Jeffrey Deitch presents Tom Friedman’s Cocktail Party (2015) one of the artist’s major works, at the 7000 Santa Monica Boulevard gallery, opening during Frieze LA week. The artist describes Cocktail Party as a “3-D cartoon, consisting of 20 figures interacting.” The group of figures blends with the group of viewers.
The exhibition will also include two recent figurative sculptures, Big Hug (2022), representing two figures in an all-consuming embrace, and Kid (2023), an 8 foot tall figure in an ecstatic gesture, textured with a multitude of objects. Pong (2017) a video projection of a vintage Pong video game will be presented in the mezzanine gallery in natural light, giving it a ghostly appearance.
Friedman’s work is the result of epiphanies discovered through what he calls “the meditative artist’s gaze.” The more closely Friedman investigates an object, such as a pencil, the less clear it becomes, until the object dissolves into itself.
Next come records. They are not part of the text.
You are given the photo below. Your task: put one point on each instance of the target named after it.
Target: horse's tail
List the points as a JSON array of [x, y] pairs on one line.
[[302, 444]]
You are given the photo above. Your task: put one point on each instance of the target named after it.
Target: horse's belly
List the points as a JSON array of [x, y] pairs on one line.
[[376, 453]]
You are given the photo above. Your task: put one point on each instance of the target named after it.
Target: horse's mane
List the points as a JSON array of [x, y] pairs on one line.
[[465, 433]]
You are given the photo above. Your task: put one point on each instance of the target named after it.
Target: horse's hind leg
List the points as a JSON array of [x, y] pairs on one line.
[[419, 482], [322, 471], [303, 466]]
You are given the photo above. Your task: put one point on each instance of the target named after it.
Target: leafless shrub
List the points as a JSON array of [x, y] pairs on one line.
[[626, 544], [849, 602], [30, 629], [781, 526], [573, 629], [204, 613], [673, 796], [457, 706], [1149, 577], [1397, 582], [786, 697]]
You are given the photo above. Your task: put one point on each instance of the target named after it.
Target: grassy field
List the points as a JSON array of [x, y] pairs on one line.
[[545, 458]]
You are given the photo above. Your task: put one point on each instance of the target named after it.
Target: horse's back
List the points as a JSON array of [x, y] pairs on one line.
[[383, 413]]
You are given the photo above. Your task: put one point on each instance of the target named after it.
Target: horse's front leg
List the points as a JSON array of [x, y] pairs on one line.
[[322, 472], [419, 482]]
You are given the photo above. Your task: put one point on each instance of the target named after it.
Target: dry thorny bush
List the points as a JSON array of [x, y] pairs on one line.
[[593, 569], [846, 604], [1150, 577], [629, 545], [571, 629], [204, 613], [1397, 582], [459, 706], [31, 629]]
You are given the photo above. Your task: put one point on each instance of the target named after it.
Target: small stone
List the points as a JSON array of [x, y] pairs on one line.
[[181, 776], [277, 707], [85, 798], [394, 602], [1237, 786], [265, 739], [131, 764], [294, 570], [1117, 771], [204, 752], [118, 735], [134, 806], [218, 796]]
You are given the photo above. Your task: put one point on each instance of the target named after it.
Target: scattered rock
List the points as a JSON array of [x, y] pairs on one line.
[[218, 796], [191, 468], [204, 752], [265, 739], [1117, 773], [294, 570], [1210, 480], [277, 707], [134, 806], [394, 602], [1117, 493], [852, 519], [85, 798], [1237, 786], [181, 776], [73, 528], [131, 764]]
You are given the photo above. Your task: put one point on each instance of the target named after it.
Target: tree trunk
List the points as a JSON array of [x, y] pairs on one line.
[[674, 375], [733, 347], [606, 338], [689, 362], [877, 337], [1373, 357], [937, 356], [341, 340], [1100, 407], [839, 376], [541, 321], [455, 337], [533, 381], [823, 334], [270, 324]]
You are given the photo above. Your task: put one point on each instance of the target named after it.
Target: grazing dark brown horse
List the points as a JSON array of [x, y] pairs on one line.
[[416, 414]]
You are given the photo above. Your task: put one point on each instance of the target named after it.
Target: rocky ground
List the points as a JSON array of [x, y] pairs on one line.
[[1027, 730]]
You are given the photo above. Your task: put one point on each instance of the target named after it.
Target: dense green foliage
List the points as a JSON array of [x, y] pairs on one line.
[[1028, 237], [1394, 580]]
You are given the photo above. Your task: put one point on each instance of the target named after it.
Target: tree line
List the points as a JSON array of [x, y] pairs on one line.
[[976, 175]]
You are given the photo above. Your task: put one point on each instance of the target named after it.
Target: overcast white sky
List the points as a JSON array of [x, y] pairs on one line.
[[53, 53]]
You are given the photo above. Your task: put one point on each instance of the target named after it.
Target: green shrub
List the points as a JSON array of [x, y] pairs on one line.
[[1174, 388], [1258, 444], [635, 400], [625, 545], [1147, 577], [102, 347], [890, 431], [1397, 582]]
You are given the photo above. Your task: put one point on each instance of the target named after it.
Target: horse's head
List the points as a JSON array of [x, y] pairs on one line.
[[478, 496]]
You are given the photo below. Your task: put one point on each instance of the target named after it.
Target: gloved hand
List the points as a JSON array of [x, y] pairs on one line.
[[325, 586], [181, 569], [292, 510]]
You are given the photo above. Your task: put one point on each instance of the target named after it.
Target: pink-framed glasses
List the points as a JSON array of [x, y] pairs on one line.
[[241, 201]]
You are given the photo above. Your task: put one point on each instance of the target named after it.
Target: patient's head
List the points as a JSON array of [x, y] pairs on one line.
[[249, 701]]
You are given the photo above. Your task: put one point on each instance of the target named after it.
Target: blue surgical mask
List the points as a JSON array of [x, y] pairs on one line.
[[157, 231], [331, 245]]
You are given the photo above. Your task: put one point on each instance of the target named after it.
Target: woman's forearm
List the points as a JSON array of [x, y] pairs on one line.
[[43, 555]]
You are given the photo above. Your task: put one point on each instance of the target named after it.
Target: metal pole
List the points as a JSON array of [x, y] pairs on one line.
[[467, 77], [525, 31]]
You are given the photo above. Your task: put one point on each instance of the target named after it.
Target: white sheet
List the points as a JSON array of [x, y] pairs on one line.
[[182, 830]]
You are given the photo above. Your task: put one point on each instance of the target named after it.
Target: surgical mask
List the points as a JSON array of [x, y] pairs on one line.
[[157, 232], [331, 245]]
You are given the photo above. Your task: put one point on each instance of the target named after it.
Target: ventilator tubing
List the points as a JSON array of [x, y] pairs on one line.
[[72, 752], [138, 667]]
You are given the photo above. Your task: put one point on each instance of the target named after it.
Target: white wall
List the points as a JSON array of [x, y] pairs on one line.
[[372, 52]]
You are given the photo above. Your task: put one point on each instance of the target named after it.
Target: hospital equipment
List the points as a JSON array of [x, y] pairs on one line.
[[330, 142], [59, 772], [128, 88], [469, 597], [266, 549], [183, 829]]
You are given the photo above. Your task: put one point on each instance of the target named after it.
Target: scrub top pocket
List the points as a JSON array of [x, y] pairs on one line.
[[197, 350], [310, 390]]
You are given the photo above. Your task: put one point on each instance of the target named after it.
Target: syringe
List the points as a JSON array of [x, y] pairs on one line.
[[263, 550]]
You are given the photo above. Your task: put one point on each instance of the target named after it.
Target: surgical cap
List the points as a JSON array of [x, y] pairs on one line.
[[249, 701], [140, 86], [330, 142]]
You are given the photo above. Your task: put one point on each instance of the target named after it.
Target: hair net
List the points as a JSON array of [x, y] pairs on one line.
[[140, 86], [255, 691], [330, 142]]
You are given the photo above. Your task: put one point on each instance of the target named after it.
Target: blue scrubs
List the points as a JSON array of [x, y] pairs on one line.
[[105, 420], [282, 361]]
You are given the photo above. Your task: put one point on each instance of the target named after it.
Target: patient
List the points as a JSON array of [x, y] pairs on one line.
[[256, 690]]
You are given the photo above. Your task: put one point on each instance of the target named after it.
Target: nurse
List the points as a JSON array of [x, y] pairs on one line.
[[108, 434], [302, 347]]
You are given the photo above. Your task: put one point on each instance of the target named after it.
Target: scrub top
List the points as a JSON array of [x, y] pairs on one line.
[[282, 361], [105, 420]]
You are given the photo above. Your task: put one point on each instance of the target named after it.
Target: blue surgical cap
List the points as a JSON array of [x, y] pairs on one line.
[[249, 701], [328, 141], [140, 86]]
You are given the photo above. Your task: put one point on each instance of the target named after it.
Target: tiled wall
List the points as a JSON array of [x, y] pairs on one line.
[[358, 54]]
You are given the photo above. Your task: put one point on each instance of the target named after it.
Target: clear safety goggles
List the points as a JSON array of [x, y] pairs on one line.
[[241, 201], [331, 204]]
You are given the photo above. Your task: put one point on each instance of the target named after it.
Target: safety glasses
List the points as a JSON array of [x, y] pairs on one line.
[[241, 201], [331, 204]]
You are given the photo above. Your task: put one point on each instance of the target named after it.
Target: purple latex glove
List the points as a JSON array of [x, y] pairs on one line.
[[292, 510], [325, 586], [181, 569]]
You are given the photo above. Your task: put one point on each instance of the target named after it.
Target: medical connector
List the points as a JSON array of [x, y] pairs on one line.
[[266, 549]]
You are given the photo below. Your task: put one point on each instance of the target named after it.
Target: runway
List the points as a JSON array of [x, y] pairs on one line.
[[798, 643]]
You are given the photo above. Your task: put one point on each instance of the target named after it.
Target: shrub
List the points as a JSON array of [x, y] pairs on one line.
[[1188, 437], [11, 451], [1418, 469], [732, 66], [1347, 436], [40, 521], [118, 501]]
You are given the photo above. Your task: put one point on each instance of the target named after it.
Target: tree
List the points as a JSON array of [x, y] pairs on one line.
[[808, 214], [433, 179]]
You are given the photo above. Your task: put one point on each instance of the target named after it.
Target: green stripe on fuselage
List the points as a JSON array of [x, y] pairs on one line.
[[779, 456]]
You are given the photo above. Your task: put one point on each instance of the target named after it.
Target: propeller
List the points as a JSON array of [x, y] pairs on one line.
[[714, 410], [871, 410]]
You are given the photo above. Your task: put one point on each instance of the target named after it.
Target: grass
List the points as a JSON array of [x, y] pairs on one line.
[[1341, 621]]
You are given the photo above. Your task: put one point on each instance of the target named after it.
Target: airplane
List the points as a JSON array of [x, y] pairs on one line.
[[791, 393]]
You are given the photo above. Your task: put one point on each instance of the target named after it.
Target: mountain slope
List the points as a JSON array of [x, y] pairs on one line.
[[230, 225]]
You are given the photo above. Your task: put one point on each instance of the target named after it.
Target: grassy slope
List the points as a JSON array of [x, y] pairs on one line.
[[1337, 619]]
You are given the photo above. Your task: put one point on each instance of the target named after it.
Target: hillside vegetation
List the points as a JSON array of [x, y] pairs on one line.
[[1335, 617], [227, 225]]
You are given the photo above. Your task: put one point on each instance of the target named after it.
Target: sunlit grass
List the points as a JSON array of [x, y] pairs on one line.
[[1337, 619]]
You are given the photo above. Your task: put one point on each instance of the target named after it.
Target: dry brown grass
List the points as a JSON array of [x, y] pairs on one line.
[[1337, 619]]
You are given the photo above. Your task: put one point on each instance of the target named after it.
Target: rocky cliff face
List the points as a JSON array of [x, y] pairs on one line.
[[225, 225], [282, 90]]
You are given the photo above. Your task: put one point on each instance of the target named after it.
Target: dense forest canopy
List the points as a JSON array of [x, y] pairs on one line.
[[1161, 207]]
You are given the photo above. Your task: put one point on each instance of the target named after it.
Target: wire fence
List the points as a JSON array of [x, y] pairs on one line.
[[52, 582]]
He moves from the perfect marriage of form and content to deadpan humor, to the nihilistic questions of why even “bother” to make art, to the joy of being.
Each artwork for Friedman is an invention with new processes to learn and new problems to solve. Although his work looks different from piece to piece there is a web of continuity to be discovered. Friedman has said he builds his work from the atom up, which could mean every detail is to be considered.
Cocktail Party, Pong, Big Hug and Kid represent a maturing of Friedman’s process. This figurative sculptural work continues his investigation into the existential meaning of the object to the existential meaning of being human, the self, relationships, wonder, and the complexity of one’s experience. Present in these works are the everyday materials and humor. As Friedman says, “the humility and humor in my work allows a space to think about the seriousness of being in and of the world.”
Tom Friedman (b. 1965, St. Louis, MO) lives and works in Massachusetts. The entrance into his philosophical investigation of the meaning of life and art is idiosyncratic, and uniquely his. He combines the use of everyday materials and objects, such as aluminum foil, Styrofoam, pencils, paper, spaghetti and plastic cups to explore the relationship between the making of art, our perception of it, and our growth of consciousness as a result. Like a scientist studying empirical and non-empirical phenomena and an object’s infinite references, Friedman analyses its imperceptible transformations.
His work has been exhibited all over the world including the Metropolitan Museum of Art, Museum of Modern Art, New Museum, New York; the Art Institute of Chicago, Chicago; Fondazione Prada, Milan; San Francisco Museum of Modern Art, San Francisco; Magasin 3, Stockholm; Tel Aviv Museum of Art, Tel Aviv; South London Gallery, London and Mead Art Museum, Amherst.